Enclosure, Carrigillihy, Co. Cork
Co. Cork |
Enclosures
On a gently sloping field on the western side of Glandore Harbour, a stone bank describes an oval roughly the size of a tennis court, and inside it the ground holds the outline of a house that was already ancient when a later occupant decided to build a square structure directly on top of its remains.
That layering of one domestic life over another, separated by considerable centuries, is what makes Carrigillihy quietly remarkable.

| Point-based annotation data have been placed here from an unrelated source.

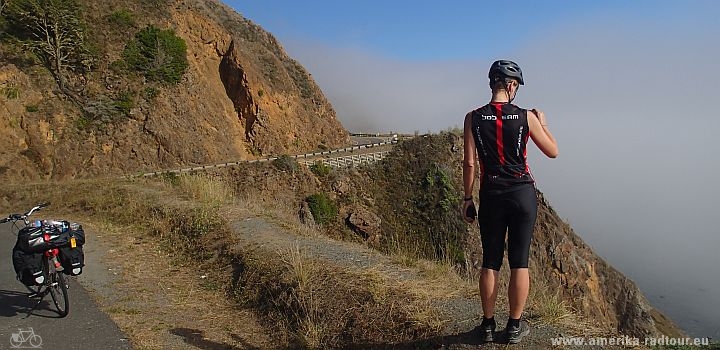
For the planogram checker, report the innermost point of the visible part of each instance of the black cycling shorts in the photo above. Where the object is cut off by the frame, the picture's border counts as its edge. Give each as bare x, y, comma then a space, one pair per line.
513, 212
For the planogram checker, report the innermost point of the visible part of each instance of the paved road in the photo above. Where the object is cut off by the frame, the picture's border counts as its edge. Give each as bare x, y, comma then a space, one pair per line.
361, 140
86, 327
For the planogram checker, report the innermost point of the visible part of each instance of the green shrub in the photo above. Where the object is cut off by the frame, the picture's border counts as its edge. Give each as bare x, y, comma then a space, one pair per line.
159, 55
286, 163
323, 208
10, 92
122, 18
151, 93
125, 102
321, 169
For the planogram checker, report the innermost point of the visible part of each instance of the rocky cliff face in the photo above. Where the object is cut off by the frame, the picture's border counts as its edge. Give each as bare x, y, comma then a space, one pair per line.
241, 97
590, 284
559, 257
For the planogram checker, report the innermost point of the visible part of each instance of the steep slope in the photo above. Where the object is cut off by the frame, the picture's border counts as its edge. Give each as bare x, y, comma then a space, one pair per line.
409, 205
241, 97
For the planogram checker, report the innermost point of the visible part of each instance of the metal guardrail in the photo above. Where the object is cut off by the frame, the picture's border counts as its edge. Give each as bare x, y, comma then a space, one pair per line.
352, 160
346, 160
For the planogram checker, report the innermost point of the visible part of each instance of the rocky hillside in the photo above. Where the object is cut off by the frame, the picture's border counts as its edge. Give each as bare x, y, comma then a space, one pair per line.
410, 201
240, 97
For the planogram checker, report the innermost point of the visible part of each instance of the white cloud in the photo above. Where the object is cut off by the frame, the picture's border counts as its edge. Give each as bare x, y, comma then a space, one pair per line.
631, 105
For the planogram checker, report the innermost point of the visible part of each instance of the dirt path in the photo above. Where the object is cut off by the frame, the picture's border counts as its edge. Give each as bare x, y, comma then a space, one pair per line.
461, 309
160, 301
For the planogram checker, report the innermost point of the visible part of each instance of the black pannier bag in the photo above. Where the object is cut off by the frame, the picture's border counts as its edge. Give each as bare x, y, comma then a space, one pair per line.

The site was excavated by M. J. O'Kelly in 1954, and his findings gave the enclosure a coherent shape and a probable age. The outer bank, oval in plan and measuring approximately 24 metres north to south and just over 21 metres east to west, survives to a maximum height of 1.2 metres and a width of nearly 2.7 metres. What makes its construction unusual is the western half of the bank, where low upright slabs are set radially, like spokes, at regular intervals of roughly 0.6 to 0.9 metres, a technique that would have lent the bank structural stability. The enclosure's entrance faces east, and the oval house inside, measuring about 10 metres by 6.7 metres, shares that same orientation. O'Kelly attributed both the enclosure and the house to the Early Bronze Age, placing the original occupation somewhere in the broad span between roughly 2500 and 1500 BC. Beneath or rather within this picture, excavation also revealed the foundations of a later square house built directly over the oval one, a superimposition that compresses two distinct periods of settlement into a single patch of West Cork pasture.
The site sits in farmland on the western fringe of Glandore Harbour, and the enclosure's low stone bank is visible in the field, though the internal house outlines are more a matter of knowing where to look than of obvious surface drama. The radially set slabs in the western bank are the detail most worth seeking out once you have your bearings.